How did we do… 2019 policy campaign

Ella Rhodes reports on progress with the 'children and young people' priority for the British Psychological Society.

Last year saw members of the British Psychological Society Senate vote for a Society policy priority area for the first time. The Senate, made up of chairs of Society member networks, chose the mental health and wellbeing of children and young people as the policy campaign area for 2019.

With guidance from a member-led expert reference group and steering group the BPS policy team has published several briefing papers including one encouraging Ofsted to consider mental health and wellbeing in its inspection regime; another on new mental health support teams to be embedded within schools; and the latest considered mental health in further and higher education.

Chair of the Division of Clinical Psychology’s Faculty for Children, Young People, and Families, Dr Katie Hunt, has been involved with this year’s campaign from the very start. ‘Children and young people are a third of the population. We know that a large proportion of mental health difficulties that adults experience have their roots in childhood, we know that the influences on children and young people’s mental health are enormous and very broad, and we know that if we can have some influence on children and young people developing as psychologically healthily as they can then we’re going to have an influence on the mental health and wellbeing of adults down the line.’

Hunt was involved with the senate campaign’s steering group and expert reference group helping to shape the focus of various elements of the campaign. ‘It was positive to be able to make sure that the right spread of expertise was represented in that expert reference group.

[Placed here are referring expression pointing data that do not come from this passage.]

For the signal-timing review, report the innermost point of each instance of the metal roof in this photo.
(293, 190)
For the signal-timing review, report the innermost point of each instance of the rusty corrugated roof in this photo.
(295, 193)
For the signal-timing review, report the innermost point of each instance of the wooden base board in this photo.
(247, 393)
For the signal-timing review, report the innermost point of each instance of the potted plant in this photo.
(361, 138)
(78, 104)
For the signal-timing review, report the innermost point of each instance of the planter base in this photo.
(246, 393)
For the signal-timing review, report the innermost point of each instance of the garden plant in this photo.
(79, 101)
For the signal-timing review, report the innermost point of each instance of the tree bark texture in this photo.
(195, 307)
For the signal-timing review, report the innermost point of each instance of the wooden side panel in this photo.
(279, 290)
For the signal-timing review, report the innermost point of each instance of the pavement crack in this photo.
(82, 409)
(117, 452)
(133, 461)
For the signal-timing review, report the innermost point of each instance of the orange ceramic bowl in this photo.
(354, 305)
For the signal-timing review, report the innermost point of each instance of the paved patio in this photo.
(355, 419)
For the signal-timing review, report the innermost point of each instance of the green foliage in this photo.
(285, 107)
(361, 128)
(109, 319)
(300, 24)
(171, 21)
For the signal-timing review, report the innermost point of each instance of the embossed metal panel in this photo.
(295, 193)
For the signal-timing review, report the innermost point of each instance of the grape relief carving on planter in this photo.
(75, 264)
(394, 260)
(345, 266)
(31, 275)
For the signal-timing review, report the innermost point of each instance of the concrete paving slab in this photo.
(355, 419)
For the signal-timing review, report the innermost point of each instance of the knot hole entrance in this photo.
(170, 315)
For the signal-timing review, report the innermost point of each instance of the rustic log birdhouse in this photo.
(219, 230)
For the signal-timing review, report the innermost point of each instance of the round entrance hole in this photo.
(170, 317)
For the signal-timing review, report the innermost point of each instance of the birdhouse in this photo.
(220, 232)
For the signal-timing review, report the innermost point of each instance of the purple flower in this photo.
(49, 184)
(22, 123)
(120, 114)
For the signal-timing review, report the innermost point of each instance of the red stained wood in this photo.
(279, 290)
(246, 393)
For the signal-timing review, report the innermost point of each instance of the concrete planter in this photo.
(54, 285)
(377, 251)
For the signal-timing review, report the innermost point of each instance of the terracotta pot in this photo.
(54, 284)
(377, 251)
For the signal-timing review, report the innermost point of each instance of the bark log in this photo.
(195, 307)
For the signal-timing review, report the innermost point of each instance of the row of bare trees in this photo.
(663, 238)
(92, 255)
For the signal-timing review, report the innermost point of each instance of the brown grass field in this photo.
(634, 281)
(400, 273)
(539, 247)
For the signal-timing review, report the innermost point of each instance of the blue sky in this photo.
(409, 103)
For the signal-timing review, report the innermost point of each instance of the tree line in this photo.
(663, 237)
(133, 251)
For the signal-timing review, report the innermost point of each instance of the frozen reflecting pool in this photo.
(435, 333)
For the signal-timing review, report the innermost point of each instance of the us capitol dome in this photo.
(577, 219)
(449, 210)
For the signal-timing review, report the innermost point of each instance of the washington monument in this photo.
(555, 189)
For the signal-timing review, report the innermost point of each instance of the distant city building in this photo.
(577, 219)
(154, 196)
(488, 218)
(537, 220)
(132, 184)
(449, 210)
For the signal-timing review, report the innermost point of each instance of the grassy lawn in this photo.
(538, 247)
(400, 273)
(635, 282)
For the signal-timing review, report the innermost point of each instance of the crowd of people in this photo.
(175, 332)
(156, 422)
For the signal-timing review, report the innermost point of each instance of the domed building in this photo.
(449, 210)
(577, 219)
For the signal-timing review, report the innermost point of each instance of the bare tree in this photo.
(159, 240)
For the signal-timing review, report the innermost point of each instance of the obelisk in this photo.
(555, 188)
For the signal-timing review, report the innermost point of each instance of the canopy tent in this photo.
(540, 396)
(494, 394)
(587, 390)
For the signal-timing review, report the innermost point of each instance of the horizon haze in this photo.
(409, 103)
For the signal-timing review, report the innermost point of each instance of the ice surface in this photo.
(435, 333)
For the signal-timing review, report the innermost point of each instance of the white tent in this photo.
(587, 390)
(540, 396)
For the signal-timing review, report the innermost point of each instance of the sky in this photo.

People can become focused on adolescent mental health but actually we need to be thinking about the 0-5s, younger kids, and children with learning disabilities and neurodevelopmental difficulties.’

The last meeting for the expert reference group in December involved a discussion on children aged from birth to five years old which will feed into next year’s policy priority area as voted for by the Senate – from poverty to flourishing. ‘The under 5s are just completely off the radar and they are so important. So much happens all the way through pregnancy in early pre-natal development through to the age of five and there are so many influences on children and young people’s mental health at that stage. The 0-5s work is going to springboard into the 2020 poverty campaign as one of the first areas which is really, really positive. We’ve got far too many children and young people living in abject poverty.’

This year’s campaign was led by BPS Policy Advisor Nigel Atter, who also took part in Evidence Week in parliament, speaking to parliamentarians on adverse childhood experiences. Atter has helped organise and taken part in All Party Parliamentary Group meetings on various aspects of children and young people’s mental health. The policy team also organised panel discussions, including MPs, a head teacher and psychologists, at the Labour and Conservative party conferences on the topic of mental health in schools.

‘One of the really exciting things about this year’s policy campaign was being able to have conversations with parliamentarians and try to influence their thinking’, Atter said. ‘At Evidence Week we spoke to more than 30 parliamentarians about adverse childhood experiences in a little over two hours. This work has meant that the Society has been invited to events, such as the House of Lords Roundtable on Character Education, where we made the case for a more holistic approach taking into account the psychosocial context of a child’s environment. Over the year we’ve worked with the Department for Health and the Department of Education Ofsted, Ofqual, Health Education England, NHS England and plan to continue working with them.’